Before Automatic Teller Machines (ATM’s) were everywhere you had to withdraw your cash from a large building with human tellers and queues. OK, so we still have the queues but at least they’re outside . . .
It was called “A Bank” and was only open during business hours.
People went there on payday, waited in a queue and made a deposit (keeping some cash for the weekend). Sure, some people had cheques and credit cards, but you couldn’t buy beer at the local pub with those!
The rest of us had to watch our money and people really did stay at home on Sundays because they were out of cash and there was no way to get more until the Bank reopened on Monday.

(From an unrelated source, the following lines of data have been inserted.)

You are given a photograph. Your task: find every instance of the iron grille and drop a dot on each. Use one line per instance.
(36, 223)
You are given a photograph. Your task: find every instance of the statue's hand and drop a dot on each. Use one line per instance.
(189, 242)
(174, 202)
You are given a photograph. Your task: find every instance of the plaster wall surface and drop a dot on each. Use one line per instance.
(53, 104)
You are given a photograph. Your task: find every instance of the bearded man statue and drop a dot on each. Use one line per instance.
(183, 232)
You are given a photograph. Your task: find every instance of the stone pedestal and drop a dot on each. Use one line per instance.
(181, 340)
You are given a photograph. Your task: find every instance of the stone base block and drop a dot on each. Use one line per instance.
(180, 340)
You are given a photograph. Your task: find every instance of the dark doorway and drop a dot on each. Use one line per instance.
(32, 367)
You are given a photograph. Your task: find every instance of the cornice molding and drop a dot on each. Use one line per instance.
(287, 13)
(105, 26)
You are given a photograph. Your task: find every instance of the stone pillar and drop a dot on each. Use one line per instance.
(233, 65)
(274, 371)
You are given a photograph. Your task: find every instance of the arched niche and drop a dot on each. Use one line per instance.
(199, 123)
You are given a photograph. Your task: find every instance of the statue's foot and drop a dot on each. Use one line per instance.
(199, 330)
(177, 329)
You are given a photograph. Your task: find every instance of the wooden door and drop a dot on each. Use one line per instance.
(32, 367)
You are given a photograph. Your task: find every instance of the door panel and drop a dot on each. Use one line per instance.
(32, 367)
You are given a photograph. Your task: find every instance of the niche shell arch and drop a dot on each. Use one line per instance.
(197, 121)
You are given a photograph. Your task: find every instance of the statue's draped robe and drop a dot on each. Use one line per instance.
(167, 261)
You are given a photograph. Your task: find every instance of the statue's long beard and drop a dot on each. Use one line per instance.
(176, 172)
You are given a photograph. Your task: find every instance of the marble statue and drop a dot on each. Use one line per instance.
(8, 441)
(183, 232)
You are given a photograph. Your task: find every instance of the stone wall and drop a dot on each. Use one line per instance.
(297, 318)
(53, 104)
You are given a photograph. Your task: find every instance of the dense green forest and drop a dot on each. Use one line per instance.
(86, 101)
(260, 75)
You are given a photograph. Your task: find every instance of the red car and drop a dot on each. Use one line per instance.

Sounds primitive, doesn’t it? Of course, the downside of the ATM is that everything suddenly became an impulse purchase and life became simpler, more casual . . . and more expensive (and now nobody seems to live within their means or have any kind of savings). That’s called “progress”.
By the way – It’s not an “ATM Machine” because ATM actually stands for Automatic Teller Machine . . . so that would make it an Automatic Teller Machine Machine wouldn’t it?
The world’s first ATM cash dispenser was installed on 27 June 1967 at Barclay’s Bank in Church Street, Enfield in England.
It was opened by Reg Varney (pictured above) who was infinitely more famous as Stan Butler the bus driver in the British comedy On The Buses. A blue plaque marks the spots today.